When choosing your pot, stick to just one or two different materials. Take your cue from the style of the house and garden – red brick buildings are enhanced by terracotta containers, while a modern plot is the best backdrop for galvanised metal pots.
Bigger pots have more impact and plants growing in them won’t dry out as quickly, but an eclectic group of small containers creates a quirky, ever-changing scene. Repetition can be effective – garden designers often use three or more identical containers planted with the same plants, for maximum impact.
Best plants for pots all year-round
Some plants work well in pots all year round. These include hardy evergreen foliage plants like yucca, ivy, variegated euonymus and heuchera, and flowering plants like Skimmia japonica and hebes. Evergreens tend to be best for year-round pot displays as they are always in leaf and therefore always have something to offer the display. Match them with plants that flower at different times – from spring through to winter.

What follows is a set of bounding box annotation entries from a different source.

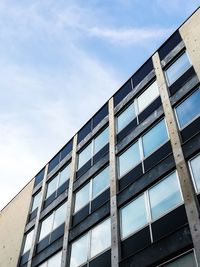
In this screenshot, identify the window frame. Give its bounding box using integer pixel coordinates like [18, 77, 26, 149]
[69, 216, 112, 267]
[156, 248, 198, 267]
[188, 153, 200, 194]
[164, 49, 193, 88]
[37, 201, 67, 244]
[29, 189, 42, 214]
[44, 161, 71, 201]
[116, 117, 170, 180]
[119, 169, 184, 242]
[174, 86, 200, 131]
[115, 77, 160, 134]
[73, 165, 110, 216]
[76, 124, 109, 172]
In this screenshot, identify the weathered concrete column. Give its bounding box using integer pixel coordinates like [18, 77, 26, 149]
[152, 53, 200, 266]
[61, 135, 77, 267]
[27, 164, 49, 267]
[109, 98, 120, 267]
[179, 8, 200, 79]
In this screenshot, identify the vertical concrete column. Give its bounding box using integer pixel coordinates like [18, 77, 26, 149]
[61, 135, 77, 267]
[179, 8, 200, 79]
[109, 98, 120, 267]
[153, 53, 200, 266]
[27, 164, 49, 267]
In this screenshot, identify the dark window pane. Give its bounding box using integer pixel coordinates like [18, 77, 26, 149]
[176, 89, 200, 128]
[142, 120, 168, 157]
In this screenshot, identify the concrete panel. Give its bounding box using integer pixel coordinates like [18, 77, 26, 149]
[179, 8, 200, 78]
[0, 180, 34, 267]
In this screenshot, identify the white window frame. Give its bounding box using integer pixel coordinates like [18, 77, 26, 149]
[119, 172, 184, 243]
[76, 125, 109, 171]
[38, 201, 67, 243]
[188, 153, 200, 194]
[156, 249, 198, 267]
[45, 162, 71, 200]
[174, 86, 200, 131]
[115, 79, 160, 134]
[164, 50, 192, 87]
[69, 217, 111, 267]
[73, 165, 110, 215]
[117, 117, 170, 179]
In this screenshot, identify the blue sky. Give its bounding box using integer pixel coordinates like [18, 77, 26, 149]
[0, 0, 200, 209]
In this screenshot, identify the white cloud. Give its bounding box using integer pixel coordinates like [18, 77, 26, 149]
[88, 27, 171, 45]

Planting long-flowering plants like perennial wallflowers, which may bloom for 12 months of the year if mild, will add to your display.

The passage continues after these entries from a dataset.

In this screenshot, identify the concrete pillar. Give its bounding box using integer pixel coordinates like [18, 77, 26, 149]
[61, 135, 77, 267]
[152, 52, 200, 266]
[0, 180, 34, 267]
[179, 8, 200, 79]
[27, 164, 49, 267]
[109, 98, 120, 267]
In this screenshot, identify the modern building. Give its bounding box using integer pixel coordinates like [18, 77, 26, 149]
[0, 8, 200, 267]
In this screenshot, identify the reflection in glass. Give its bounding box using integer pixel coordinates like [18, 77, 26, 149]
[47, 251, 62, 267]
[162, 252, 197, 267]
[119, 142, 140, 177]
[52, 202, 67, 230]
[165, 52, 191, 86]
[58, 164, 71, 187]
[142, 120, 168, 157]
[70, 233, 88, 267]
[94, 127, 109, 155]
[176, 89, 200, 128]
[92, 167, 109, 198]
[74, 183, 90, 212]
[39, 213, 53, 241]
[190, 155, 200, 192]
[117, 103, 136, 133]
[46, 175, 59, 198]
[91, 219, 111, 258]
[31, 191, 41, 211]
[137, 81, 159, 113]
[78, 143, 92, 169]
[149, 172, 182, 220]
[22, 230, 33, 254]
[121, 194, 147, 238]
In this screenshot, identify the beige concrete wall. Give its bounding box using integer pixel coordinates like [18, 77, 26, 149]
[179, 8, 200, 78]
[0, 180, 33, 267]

Browse our list of 10 plants for pots and containers, below.
The best 10 plants for pots and containers
Variegated foliage is a real pick-me-up all year round. For a striking display, try it with creeping Jenny, Lysimachia nummularia, tulips, golden narcissi or primroses.
This elegant evergreen shrub has rich mahogany leaves that emerge a pale creamy colour before darkening. Slightly tender, it will need a sheltered spot over winter.
This male form is blessed with glossy evergreen leaves, and an abundance of tiny red buds through the winter, which open to pinky-white flowers in spring.
Hostas make beautiful architectural plants, and work well in containers, either alone or with other plants. Try combining with bleeding heart, or other foliage plants, such as heucheras.
Fountain grass (Pennisetum setaceum)
Fountain grass is a real show-stopper. Grow in large pots with alliums for dramatic impact, or on its own to make a statement. ‘Rubrum’ has graceful stems and red-tinged, squirrel-tail flowers that fade to beige in autumn. Protect from frost in winter.
The ‘Buzz’ series of buddleias is compact, making them perfect for growing in pots. While they don’t flower all year round and need to be pruned back in spring, they will form a perennial display that you can complement with other plants that flower at different seasons.
Many hebes are compact enough to grow in pots. Most have evergreen leaves and their flowers last well into autumn and even winter when conditions are mild. Flowers range in colour from pinks to purples and whites.
Agapanthus work well in pots, as they do best when their roots are slightly restricted. Grow them on their own or pair with other plants that flower at different times of year. Most agapanthus are evergreen but there are some deciduous types.
Many varieties of dogwood, including cultivars of Cornus alba, Cornus sanguinea and Cornus sericea, have beautifully colourful winter stems, and work well in pots. They make an excellent backdrop for other winter perennials, and you can choose plants (such as the lavender, hebe and phormium shown in this pic), which will take centre stage when the leaves grow on the cornus stems in spring, dulling its display.
Heuchera are evergreen foliage plants and come in a range of vibrant colours. They’re perfect for using as a foil for other plants, and make excellent long-lasting displays.